Ask most comedians today who they love and loved watching perform, and Richard Pryor’s name is more likely than not to make the cut as one of the top two influencers for a generation of stand-ups.
That’s the sense you’ll get at the start of watching the new documentary about him — Richard Pryor, “Omit the Logic” — which premieres tonight on Showtime. It previously screened on the big screen this spring for the Tribeca Film Festival.
Directed by Marina Zenovich (who also helmed a documentary on Roman Polanski), it opens with plaudits from Dave Chappelle, Robin Williams, Whoopi Goldberg, among others — as well as the highs and lows from Pryor’s own life and career, which happened over the span of a year from his 1979 stand-up concert film to his 1980 accident in which he set himself on fire while drunk and high.
The film tracks Pryor from his 1963 TV debut, to Las Vegas in 1966, up to Berkeley in 1969 as he immersed himself in the hippie counterculture, and back down to Los Angeles in 1972. By then, Pryor was telling a manager he was unemployed, unrepresented and writing jokes for Redd Foxx to make money.
That changed in the mid-1970s. Pryor recorded “That Nigger’s Crazy” in 1974, and won the Grammy for it, and also helped Mel Brooks write the screenplay to that year’s Blazing Saddles.

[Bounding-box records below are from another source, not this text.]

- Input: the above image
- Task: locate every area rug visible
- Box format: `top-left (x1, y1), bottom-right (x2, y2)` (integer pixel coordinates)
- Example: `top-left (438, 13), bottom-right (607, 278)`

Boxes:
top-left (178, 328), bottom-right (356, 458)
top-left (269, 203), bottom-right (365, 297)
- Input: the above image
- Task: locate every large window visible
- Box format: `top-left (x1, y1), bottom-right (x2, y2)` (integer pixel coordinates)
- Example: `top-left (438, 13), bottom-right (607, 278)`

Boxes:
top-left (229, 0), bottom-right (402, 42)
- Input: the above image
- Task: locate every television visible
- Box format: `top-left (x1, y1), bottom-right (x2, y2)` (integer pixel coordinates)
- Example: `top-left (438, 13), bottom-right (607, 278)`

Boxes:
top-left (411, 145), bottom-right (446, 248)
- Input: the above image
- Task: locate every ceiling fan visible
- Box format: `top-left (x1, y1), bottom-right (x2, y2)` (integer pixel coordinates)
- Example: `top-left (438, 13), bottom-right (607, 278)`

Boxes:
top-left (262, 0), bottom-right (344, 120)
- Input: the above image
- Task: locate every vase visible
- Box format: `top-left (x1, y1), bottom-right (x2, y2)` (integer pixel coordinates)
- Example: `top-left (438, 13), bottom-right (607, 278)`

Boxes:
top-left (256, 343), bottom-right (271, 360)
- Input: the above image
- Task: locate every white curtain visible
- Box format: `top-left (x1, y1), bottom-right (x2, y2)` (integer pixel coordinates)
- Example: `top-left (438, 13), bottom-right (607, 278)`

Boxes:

For all of the talk about Pryor as a comedic icon and a genius, the film spends much of its time and focus offstage or away from the jokes. Two incidents from September 1977 — when Pryor battled NBC executives and censors over his own sketch/variety show in primetime (which featured a young Robin Williams, was up against ABC’s smash sitcoms at 8 p.m. Tuesdays, and which Pryor left after only four episodes), and when he also angered the Hollywood Bowl audience at a gay-rights benefit by telling them to “kiss my rich black ass” — get extended treatments and interviews.
Pryor went on a life-changing trip to Africa, but it wasn’t for the same reasons Dave Chappelle trekked there a generation later, nor did it apparently have a lasting impact.
You’ll see plenty of opinions on how Pryor’s childhood growing up in a bordello might have impacted his adult views on marriage, as well as his perceived need to self-medicate. There, too, are extended interviews with doctors, friends and industry executives about Pryor’s self-immolation in 1980.
“I tried to commit suicide,” Pryor said in an interview afterward. “Next question.”
The old Richard Pryor had died then. His career almost left him, too. You’ll glimpse unseen footage from “Live on the Sunset Strip” of him bombing onstage; he’d return the following night with much better results. But even that box-office triumph had unintended consequences. A $40-million, multi-picture deal put Pryor in the movies, though not films that would do much for his career or his legacy.
Jennifer Lee Pryor, his fourth wife and also his seventh and final wife, executive produced this documentary.
She came back into the comedian’s life during his final years with MS.
We’re left with a first take of final words from Pryor’s 1982 concert film, imagining himself as an old man facing death, and then two decades later, in a TV interview actually contemplating his legacy.
Here are the words from the filmmakers about Richard Pryor: Omit The Logic.
This isn’t the biopic we’ve been promised, although Mike Epps (one of several younger comedians attached to such a project) is present and ready to offer his tributes.
Nor is this Jo Jo Dancer, Your Life is Calling, the 1986 semi-autobiographical movie Pryor himself starred and directed himself in.
This is his life through the eyes of his last wife.
This is the life of the man Richard Pryor, and not so much the comedian Richard Pryor.
For that, we’ll have to wait for the rest of his history.